Ring 2 — Cross-border

Cross-border obligations are triggered by where the data subject is, not where CyberSkill is incorporated. CyberOS does not actively process EU data subjects in P0–P2 (all employees are Vietnamese, most clients are SEA), but P3 multi-tenant readiness opens the door. Three regimes matter: GDPR for EU residents, the EU AI Act for HR/REW/LEARN flows that touch employment-decision territory, and Singapore PDPA for the HoldCo flip strategy.

🇪🇺

GDPR (Regulation EU 2016/679)

in force 2018-05-25

Triggered when CyberOS processes EU-resident personal data — P3 onward via the eu-shard. The multi-tenant architecture (PRD §8.8) already supports per-tenant region pinning to eu-central-1 with Bedrock EU endpoints.

Obligations

  • Lawful basis tracking (Art. 6 + 9)
  • DSAR within 1 month (Art. 12 + 15)
  • Right to erasure with downstream propagation (Art. 17)
  • 72-hour breach notification to DPA (Art. 33)
  • DPIA for high-risk processing (Art. 35)
  • DPA contract template for every customer
  • EU/UK Authorised Reps when no EU establishment (Art. 27)

CyberOS posture

  • eu-shard via AWS Frankfurt at P3
  • DSAR surface via CP module
  • Right-to-erasure propagates: BRAIN UPDATE → DELETE through Layer 2, timestamped tombstone in Layer 3
  • 72-h breach timer wired to OBS
  • DPA template auto-attached to every tenant contract
Penalty: up to €20 M or 4% of global turnover, whichever is higher.
🧭

EU AI Act (Regulation EU 2024/1689) — Annex III §4 focus

in force 2025-08-01 · obligations 2026-08-02

Tiers AI systems into four risk categories: prohibited, high-risk, limited-risk, minimal-risk. CUO's default classification across CyberOS modules is limited-risk (Article 50 transparency only — disclose AI interaction). Two specific module integrations are high-risk-adjacent and need explicit boundary work.

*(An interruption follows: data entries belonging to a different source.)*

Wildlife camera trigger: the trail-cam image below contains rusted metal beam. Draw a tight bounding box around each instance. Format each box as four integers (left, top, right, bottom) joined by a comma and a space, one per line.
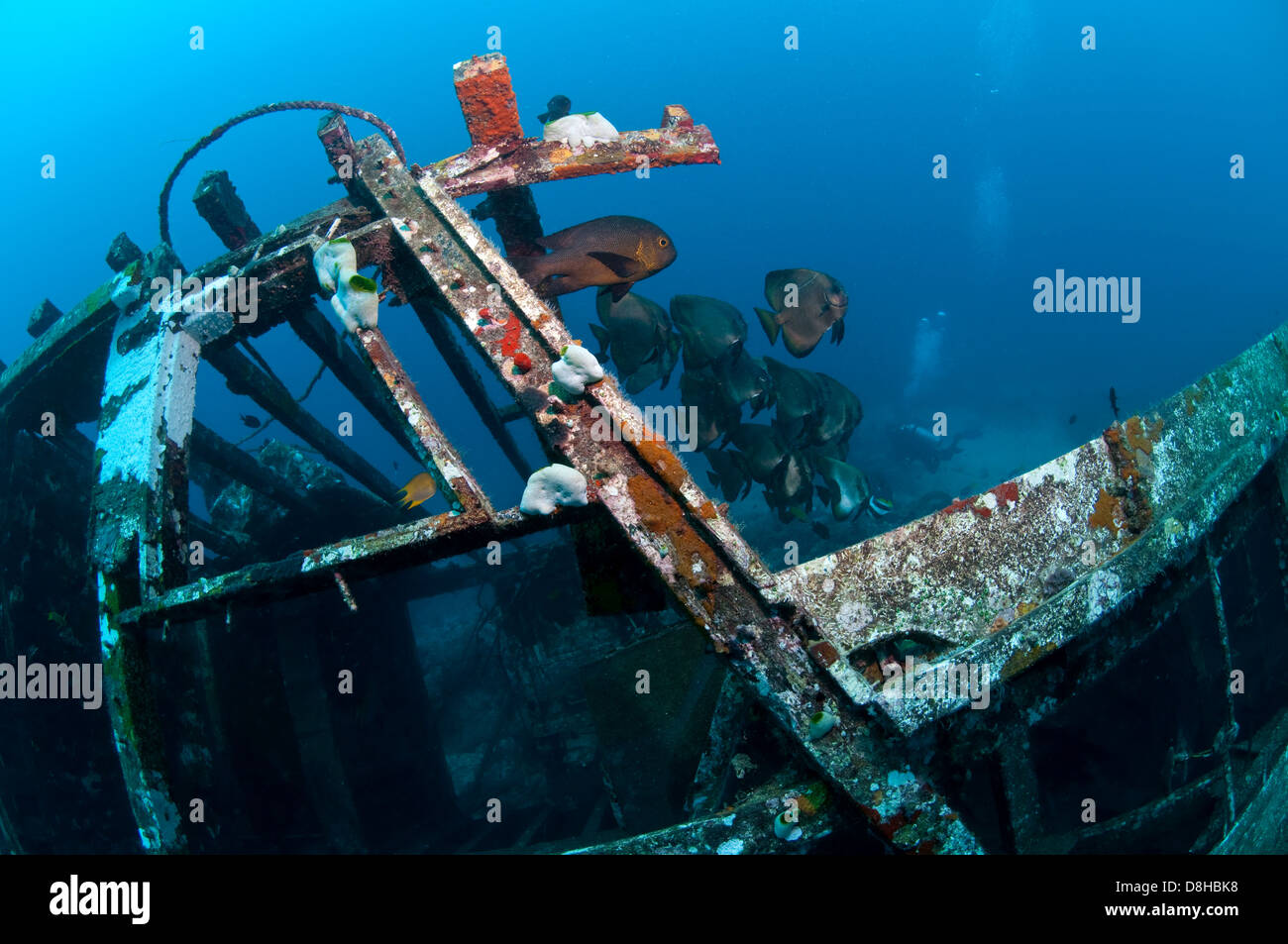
778, 320, 1288, 733
120, 507, 590, 626
325, 128, 978, 851
104, 231, 143, 271
452, 52, 523, 145
90, 283, 199, 853
355, 314, 492, 515
27, 299, 63, 338
192, 170, 262, 249
417, 106, 720, 198
290, 304, 421, 463
203, 347, 398, 503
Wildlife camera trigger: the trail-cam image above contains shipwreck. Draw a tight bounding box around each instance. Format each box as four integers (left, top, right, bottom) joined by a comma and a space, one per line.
0, 54, 1288, 854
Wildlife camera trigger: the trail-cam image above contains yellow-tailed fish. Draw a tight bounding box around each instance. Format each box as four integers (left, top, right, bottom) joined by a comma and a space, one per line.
398, 472, 438, 511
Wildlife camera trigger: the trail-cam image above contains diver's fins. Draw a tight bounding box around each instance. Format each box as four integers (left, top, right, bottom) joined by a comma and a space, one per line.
755, 308, 782, 345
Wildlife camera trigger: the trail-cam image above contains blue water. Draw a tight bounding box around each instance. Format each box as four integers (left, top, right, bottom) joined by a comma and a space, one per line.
0, 1, 1288, 522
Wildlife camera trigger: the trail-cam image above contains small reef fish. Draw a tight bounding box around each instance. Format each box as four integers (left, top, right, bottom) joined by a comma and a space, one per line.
398, 472, 438, 511
510, 216, 675, 301
671, 295, 747, 369
756, 269, 850, 357
590, 291, 680, 394
537, 95, 572, 125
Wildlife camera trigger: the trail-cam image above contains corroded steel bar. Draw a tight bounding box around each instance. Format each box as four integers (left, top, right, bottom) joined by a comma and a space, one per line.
332, 127, 979, 851
90, 283, 200, 851
190, 420, 335, 518
27, 299, 63, 338
205, 348, 398, 502
567, 781, 838, 855
452, 52, 523, 145
290, 304, 422, 463
411, 297, 531, 479
355, 314, 492, 515
424, 106, 720, 198
192, 170, 262, 249
120, 507, 599, 626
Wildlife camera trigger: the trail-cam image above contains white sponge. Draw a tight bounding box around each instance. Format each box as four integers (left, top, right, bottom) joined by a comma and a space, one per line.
519, 465, 589, 515
541, 112, 619, 147
313, 237, 380, 331
550, 344, 604, 393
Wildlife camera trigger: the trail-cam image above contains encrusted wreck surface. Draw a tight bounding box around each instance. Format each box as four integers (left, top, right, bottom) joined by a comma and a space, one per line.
0, 56, 1288, 853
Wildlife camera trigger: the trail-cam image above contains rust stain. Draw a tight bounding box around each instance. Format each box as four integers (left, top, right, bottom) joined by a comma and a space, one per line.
638, 428, 690, 489
1087, 488, 1127, 537
626, 471, 720, 589
1002, 643, 1056, 679
808, 640, 841, 669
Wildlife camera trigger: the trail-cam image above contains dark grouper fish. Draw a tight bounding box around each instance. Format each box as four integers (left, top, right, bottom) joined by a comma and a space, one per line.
510, 216, 675, 301
756, 269, 850, 357
590, 291, 680, 393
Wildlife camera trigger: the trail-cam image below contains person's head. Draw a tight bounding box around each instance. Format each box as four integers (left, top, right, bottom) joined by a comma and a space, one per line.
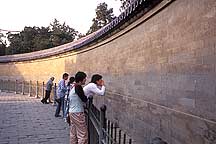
50, 77, 55, 81
62, 73, 69, 80
68, 77, 75, 85
91, 74, 103, 86
75, 71, 87, 85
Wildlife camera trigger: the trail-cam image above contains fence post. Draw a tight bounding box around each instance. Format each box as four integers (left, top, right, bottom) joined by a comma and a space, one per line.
42, 82, 44, 99
29, 80, 31, 97
7, 79, 10, 92
0, 80, 2, 92
99, 105, 106, 144
22, 81, 25, 95
35, 81, 38, 98
53, 83, 57, 106
14, 80, 17, 94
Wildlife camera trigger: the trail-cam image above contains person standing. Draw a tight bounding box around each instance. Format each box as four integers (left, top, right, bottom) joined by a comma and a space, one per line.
41, 77, 55, 104
68, 72, 88, 144
63, 77, 75, 122
55, 73, 69, 117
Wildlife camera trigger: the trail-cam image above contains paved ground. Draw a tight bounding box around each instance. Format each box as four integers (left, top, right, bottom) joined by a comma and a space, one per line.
0, 92, 69, 144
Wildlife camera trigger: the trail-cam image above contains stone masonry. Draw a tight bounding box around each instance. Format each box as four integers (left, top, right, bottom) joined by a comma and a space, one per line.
0, 0, 216, 144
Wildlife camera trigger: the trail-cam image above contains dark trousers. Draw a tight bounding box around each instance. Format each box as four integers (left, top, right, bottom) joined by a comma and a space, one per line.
41, 90, 51, 102
55, 97, 64, 116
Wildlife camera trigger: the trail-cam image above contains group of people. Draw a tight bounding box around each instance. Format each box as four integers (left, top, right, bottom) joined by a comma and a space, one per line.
41, 71, 105, 144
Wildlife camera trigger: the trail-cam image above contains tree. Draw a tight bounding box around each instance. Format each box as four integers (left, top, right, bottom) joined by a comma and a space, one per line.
120, 0, 135, 12
50, 19, 78, 46
7, 19, 78, 54
87, 2, 115, 34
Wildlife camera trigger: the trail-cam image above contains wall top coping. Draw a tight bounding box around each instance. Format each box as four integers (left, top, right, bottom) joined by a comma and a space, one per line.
0, 0, 165, 63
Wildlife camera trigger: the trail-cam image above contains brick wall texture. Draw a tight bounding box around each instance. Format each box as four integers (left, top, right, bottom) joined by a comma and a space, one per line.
0, 0, 216, 144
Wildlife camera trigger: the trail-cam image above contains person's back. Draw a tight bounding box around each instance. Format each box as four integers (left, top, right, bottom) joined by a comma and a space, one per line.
68, 87, 84, 113
41, 77, 55, 104
55, 73, 69, 117
45, 79, 53, 91
57, 79, 67, 98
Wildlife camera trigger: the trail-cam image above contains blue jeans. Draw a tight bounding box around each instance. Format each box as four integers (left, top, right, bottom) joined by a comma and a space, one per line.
55, 97, 65, 116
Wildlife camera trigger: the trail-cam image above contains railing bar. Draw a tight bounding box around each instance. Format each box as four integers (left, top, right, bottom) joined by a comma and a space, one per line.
123, 134, 126, 144
119, 130, 121, 144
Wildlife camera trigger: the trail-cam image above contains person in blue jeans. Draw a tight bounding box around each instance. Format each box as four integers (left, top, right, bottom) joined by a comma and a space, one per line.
63, 77, 75, 122
55, 73, 69, 117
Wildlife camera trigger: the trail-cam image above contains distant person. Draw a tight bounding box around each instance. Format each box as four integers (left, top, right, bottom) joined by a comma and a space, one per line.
55, 73, 69, 117
83, 74, 105, 98
68, 72, 88, 144
41, 77, 55, 104
64, 77, 75, 122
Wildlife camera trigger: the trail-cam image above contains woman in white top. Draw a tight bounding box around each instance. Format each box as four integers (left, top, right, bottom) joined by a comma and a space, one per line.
83, 74, 105, 98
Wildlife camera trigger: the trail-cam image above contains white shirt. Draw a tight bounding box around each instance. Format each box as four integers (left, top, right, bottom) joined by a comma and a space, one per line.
83, 83, 105, 97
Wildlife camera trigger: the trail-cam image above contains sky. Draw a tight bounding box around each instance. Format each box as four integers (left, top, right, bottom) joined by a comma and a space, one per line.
0, 0, 120, 34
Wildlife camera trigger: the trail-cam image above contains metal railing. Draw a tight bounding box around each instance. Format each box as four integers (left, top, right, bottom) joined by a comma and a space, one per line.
0, 80, 132, 144
0, 80, 57, 104
86, 99, 132, 144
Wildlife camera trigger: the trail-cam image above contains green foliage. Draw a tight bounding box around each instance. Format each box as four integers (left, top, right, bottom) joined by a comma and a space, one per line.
87, 2, 115, 34
120, 0, 134, 12
7, 19, 78, 54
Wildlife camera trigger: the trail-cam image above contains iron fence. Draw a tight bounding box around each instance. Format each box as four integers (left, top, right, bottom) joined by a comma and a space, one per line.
86, 99, 132, 144
0, 80, 132, 144
0, 80, 57, 104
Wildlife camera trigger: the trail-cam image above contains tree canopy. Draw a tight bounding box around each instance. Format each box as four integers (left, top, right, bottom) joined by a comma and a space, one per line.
119, 0, 135, 11
4, 19, 78, 54
87, 2, 115, 34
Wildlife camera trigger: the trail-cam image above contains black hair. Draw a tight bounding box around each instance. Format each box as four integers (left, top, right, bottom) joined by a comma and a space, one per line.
68, 77, 75, 86
91, 74, 102, 84
62, 73, 69, 78
75, 71, 87, 83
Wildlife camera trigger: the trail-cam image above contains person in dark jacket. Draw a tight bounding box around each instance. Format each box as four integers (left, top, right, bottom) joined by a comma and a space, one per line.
41, 77, 55, 104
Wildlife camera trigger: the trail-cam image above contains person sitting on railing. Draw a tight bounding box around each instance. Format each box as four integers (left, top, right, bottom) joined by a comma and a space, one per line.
83, 74, 105, 98
41, 77, 55, 104
55, 73, 69, 117
68, 72, 88, 144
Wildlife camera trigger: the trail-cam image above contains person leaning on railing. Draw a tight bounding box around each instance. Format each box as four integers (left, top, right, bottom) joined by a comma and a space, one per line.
68, 72, 88, 144
55, 73, 69, 117
41, 77, 55, 104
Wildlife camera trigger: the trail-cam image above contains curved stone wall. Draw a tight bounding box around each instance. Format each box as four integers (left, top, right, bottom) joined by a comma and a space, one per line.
0, 0, 216, 144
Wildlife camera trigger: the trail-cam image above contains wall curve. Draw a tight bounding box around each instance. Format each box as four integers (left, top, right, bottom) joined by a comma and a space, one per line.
0, 0, 216, 144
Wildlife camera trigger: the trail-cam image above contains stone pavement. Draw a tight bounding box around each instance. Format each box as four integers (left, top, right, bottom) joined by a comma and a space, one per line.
0, 92, 69, 144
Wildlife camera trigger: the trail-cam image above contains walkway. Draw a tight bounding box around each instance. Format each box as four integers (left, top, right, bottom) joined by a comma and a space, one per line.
0, 92, 69, 144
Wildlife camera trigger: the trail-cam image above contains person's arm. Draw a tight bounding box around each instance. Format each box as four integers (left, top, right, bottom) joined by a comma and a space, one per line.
90, 84, 105, 96
75, 85, 88, 102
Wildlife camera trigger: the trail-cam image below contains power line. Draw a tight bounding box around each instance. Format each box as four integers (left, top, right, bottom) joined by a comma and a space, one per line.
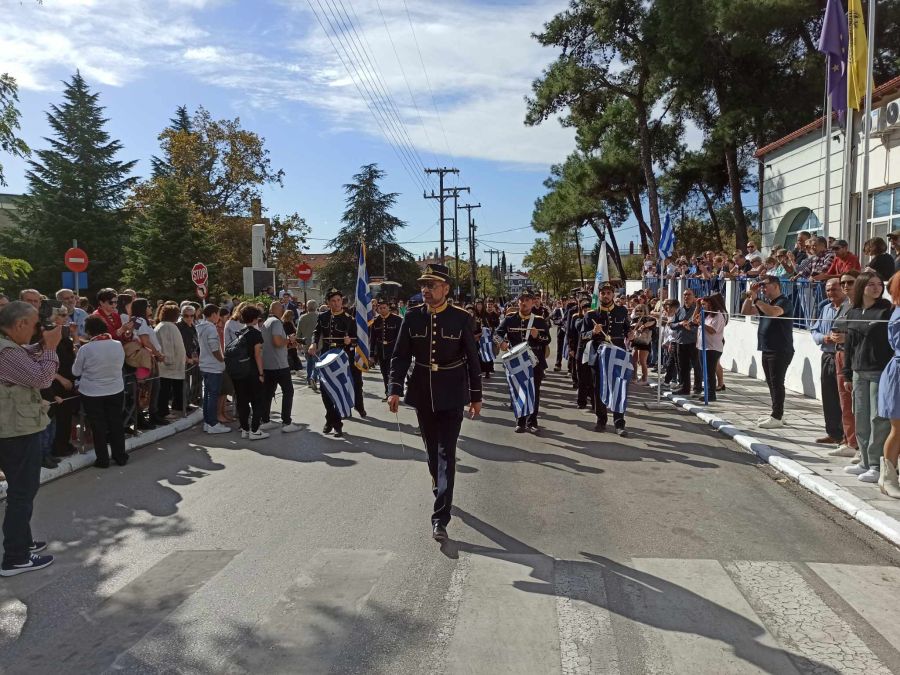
306, 0, 432, 195
329, 0, 434, 185
403, 0, 456, 164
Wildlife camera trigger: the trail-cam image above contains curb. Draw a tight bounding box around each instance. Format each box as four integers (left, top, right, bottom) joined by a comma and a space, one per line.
663, 392, 900, 546
0, 409, 203, 499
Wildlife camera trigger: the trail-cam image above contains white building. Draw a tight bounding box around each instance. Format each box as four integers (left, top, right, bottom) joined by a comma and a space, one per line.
755, 77, 900, 254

DEC-054 locked decision: No CyberOS AI feature, in any module, in any phase, produces a number or grade that ranks, scores, or classifies a person without a human-in-the-loop review on the same surface. Drafts and summaries are permitted; rankings and scores about people are forbidden.

Annex III §4 — employment-decision high-risk

Annex III §4 covers "AI systems intended to be used for the recruitment or selection of natural persons, in particular for placing targeted job advertisements, screening or filtering applications, evaluating candidates" — and "evaluating performance, work behaviour or personal traits."

ModuleHigh-risk-adjacent flowCyberOS mitigation
HROffer-letter drafting, 1:1 prep, onboarding checklistsDrafts only · human writes the decision · CUO never assigns a score
REWPayslip narrative explainer, anomaly surfacingRead-only narrative · "payslip_explain" tool annotated read-only · compute path is deterministic SQL, not LLM
LEARNCareer-path next-step suggestion, Hội đồng peer-review summariserOutcomes-only summaries · no individual scoring · Hội đồng (human council) issues the decision
PROJCycle-review draft generation, blocker detectionDrafts/anomalies only · the human owner produces the final evaluation
RESCapacity-vs-forecast rebalancing suggestionSuggestion only · Question mode · Engineering Lead accepts/rejects

Article 50 transparency: every AI-touched UI surface carries a small persistent badge (model, persona version, intervention mode) — Notify = ochre, Question = umber, Review = bronze (PRD §8.9 Design System). Satisfies the transparency obligation by visible design, not buried disclosure.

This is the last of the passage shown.